On Monday, President Obama met with military service members returning from Afghanistan to commemorate the end of U.S. combat operations. This comes one week after he approved an increase in troop levels and expanded military operations in response to Taliban attacks in Kabul and the threat of Islamic State (IS) expansion in the region. U.S. involvement in the conflict in Afghanistan is far from over, exemplified by the troop surge and expanded operations. And as we have seen in Syria and Iraq, the current U.S. strategy in Afghanistan will fail to deliver what 13 years of combat operations could not achieve.

Afghanistan’s central government will not fall to the Taliban and Afghanistan will not become the next breeding ground for IS based on the size and mission of remaining U.S. forces. However, recent Taliban attacks in Kabul and the spread of support for IS across the region are a significant concern. These trends have prompted the Obama administration to increase the number of U.S. forces from 9,800 to 10,800 and expand their roles in Afghanistan beyond advisory support. This expansion includes the use of night raids and drone strikes to assist Afghan National Security Forces.

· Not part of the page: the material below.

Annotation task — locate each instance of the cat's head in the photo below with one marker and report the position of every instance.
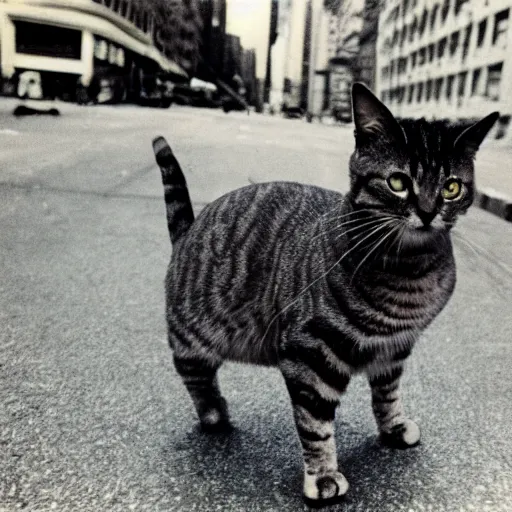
(421, 171)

13 Years in AfghanistanThe real threat to Afghanistan’s future security emanates from the Taliban and groups like the Haqqani network, which permeates every aspect of Afghanistan society. Yet the remaining U.S. troops in Afghanistan are said to be focused on training and advising the Afghan National Army and “going after Al Qaeda.” Al-Qaeda’s existence in Afghanistan was essentially eliminated by 2002, and at the height of the campaign in 2011, U.S. forces, which numbered over 100,000 could not defeat the Taliban. After thirteen years of combat operations, millions of dollars spent on development initiatives, and hundreds of thousands of U.S. and coalition troops deployed throughout the country, revisiting our policy and approach may be warranted.

The Obama administration’s inability to develop an effective strategy for Afghanistan—like in Syria, Iraq and Libya—is due to a lack of appreciation and understanding of local and regional cultural and political dynamics. The U.S. and previous foreign powers never gained a true understanding of the tribal and cultural dynamics within Afghanistan. The people that have understood them tend to have their voices drowned out during the decision-making process, which has led to military force being used more often where other methods would have been more effective.

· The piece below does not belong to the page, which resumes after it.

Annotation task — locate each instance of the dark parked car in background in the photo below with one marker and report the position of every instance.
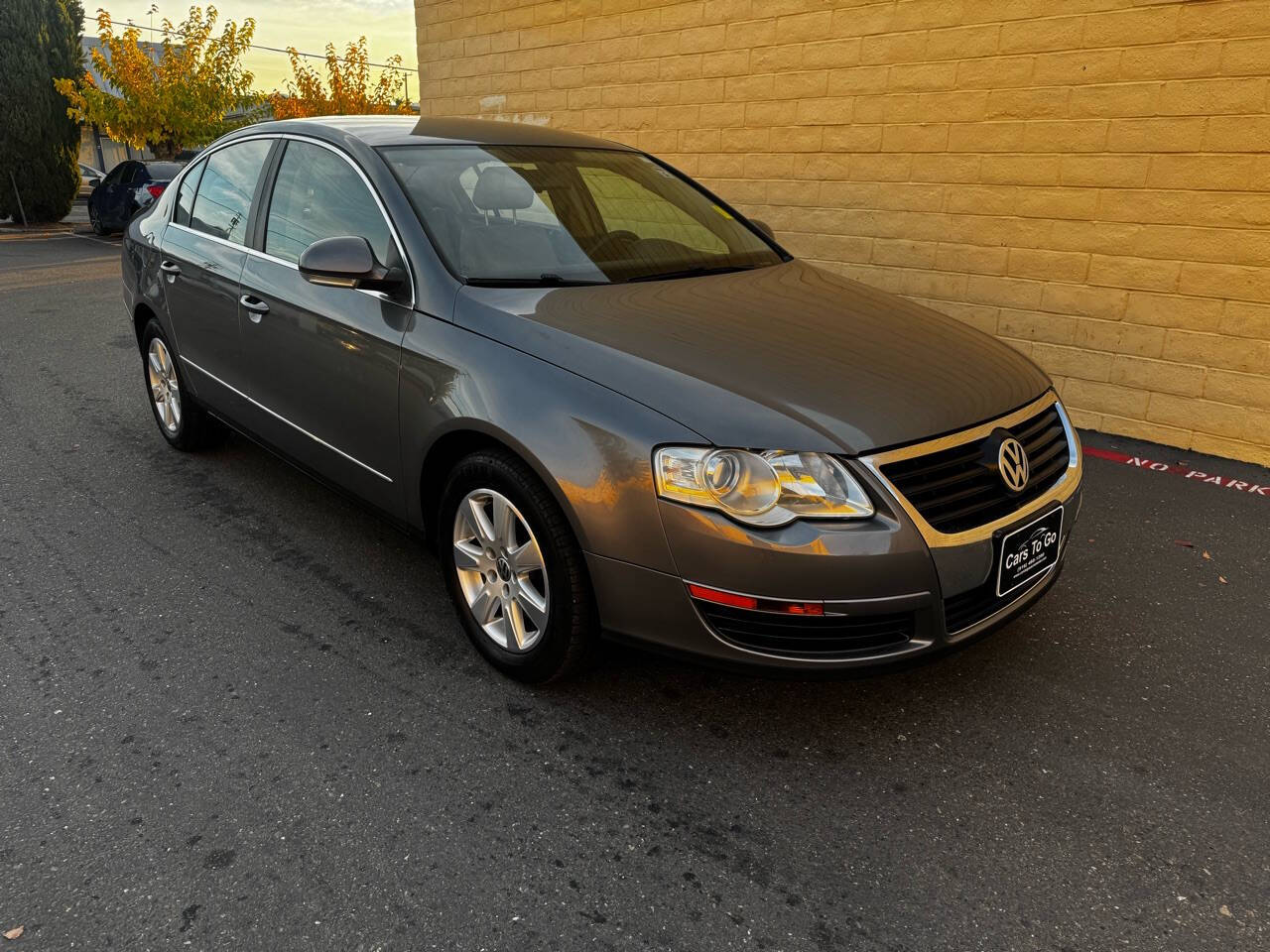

Afghanistan is a failed state that is distinctly different from Syria, Iraq, and Libya. Therefore, any decisions regarding Afghanistan, based on past and current experiences in these areas are flawed. Unfortunately, current and previous administrations, along with senior military planners struggle to understand the cultural nuances and tribal dynamics at play in Afghanistan. This has prevented them from developing a coherent strategy to effectively counter the Taliban’s ideology and activities.

Supporting Afghanistan’s newly elected president, Ashraf Ghani is the best option available for the U.S. and international community to achieve stability in Afghanistan. To do so, President Ghani will need to create an effective, legitimate government, while at the same time dismantling the patronage networks that President Karzai spent over a decade creating.  He will also need to eliminate the endemic corruption that permeates the government, create and maintain adequate security in order to promote foreign investment and continue the flow of donor funding, while balancing historical ethnic and tribal divisions. These changes will not occur overnight and require deliberate planning and a long-term commitment by the U.S. and NATO.

Ironically, President Obama wants to extricate the U.S. and the military from Afghanistan, but the administration continues to seek a military option as the solution. Stability can be achieved in Afghanistan; however, it will not be achieved through military means alone. Creating security in Afghanistan is a long-term, complex endeavor with numerous internal and external variables influencing the outcome. The U.S. and the rest of the international community must support President Ghani and focus on pragmatic economic development initiatives to move Afghanistan incrementally, but continuously, toward stability—this can be achieved, but it will not be through military means.